Self Heal State Storage

Warning

This guide applies only to YDB clusters with configuration V2 and distributed configuration. On clusters with configuration V1, these steps and commands (including fetching configuration with ydb admin cluster config fetch) are unavailable or will not produce the expected result. No alternatives for V1 are described here — see Migration to V2 configuration.

During cluster operation, entire nodes on which YDB is running may fail.

Self Heal State Storage keeps the metadata distribution subsystem, Board, and SchemeBoard operational and fault tolerant when failed nodes cannot be restored quickly, and automatically increases the number of replicas of these subsystems when new nodes are added to the cluster.

Self Heal State Storage:

The Self Heal State Storage component is part of the cluster management system CMS Sentinel.

Turning Self Heal State Storage on and off

You can turn Self Heal State Storage on or off by changing the configuration.
The mechanism requires both CMS Sentinel and distributed configuration to be enabled.
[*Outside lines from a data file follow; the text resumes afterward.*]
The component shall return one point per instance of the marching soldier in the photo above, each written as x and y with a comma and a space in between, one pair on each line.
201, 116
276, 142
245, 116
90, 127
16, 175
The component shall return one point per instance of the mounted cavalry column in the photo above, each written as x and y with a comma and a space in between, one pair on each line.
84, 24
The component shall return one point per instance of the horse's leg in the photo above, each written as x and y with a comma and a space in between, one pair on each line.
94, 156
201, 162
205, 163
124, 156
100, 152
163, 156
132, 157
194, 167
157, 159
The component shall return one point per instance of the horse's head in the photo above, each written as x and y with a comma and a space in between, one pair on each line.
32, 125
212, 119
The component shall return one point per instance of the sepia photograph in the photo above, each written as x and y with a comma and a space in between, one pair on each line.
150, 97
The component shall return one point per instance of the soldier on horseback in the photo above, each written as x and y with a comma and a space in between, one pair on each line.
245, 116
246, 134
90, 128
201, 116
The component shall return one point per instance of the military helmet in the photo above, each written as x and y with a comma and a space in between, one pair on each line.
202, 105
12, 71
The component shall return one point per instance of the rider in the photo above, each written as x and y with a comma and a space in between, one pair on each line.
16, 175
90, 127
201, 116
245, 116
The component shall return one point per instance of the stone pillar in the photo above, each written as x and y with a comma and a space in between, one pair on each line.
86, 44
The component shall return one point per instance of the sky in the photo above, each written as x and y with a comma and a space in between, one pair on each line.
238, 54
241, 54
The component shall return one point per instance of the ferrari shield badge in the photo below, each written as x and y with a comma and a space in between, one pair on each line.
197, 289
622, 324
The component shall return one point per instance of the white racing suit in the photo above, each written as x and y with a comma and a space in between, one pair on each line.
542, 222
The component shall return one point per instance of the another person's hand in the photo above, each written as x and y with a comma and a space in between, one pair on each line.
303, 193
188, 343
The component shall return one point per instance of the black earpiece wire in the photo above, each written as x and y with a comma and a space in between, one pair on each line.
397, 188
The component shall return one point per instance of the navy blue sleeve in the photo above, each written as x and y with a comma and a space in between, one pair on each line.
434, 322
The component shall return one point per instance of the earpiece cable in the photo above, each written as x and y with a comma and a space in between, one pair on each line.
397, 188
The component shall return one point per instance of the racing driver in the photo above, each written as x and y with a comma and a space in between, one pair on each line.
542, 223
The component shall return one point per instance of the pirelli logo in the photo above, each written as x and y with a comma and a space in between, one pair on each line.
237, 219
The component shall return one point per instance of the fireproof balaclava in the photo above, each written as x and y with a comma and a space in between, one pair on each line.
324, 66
  1. Fetch the current cluster configuration using the ydb admin cluster config fetch command:

    ydb [global options...] admin cluster config fetch > config.yaml
    
  2. Edit the config.yaml file by setting the state_storage_self_heal_config.enable parameter to true or false:

    config:
        self_management_config:
            enabled: true # Enable distributed configuration
        cms_config:
            sentinel_config:
                enable: true # Enable Sentinel
                state_storage_self_heal_config:
                    enable: true # Enable self heal state storage
    

    The mechanism requires both CMS Sentinel and distributed configuration. Make sure they are enabled.
    Learn more in Migration to V2 configuration and enabling distributed configuration.
    Setting state_storage_self_heal_config.enable to true enables the mechanism that maintains health and fault tolerance of StateStorage, Board, and SchemeBoard.

  3. Apply the updated configuration to the cluster using ydb admin cluster config replace:

    ydb [global options...] admin cluster config replace -f config.yaml
    

How to verify the result

To verify that the changes took effect, open the CMS section in the cluster Embedded UI (available on port 8765) and go to the Sentinel tab to view the Sentinel and Self Heal State Storage status.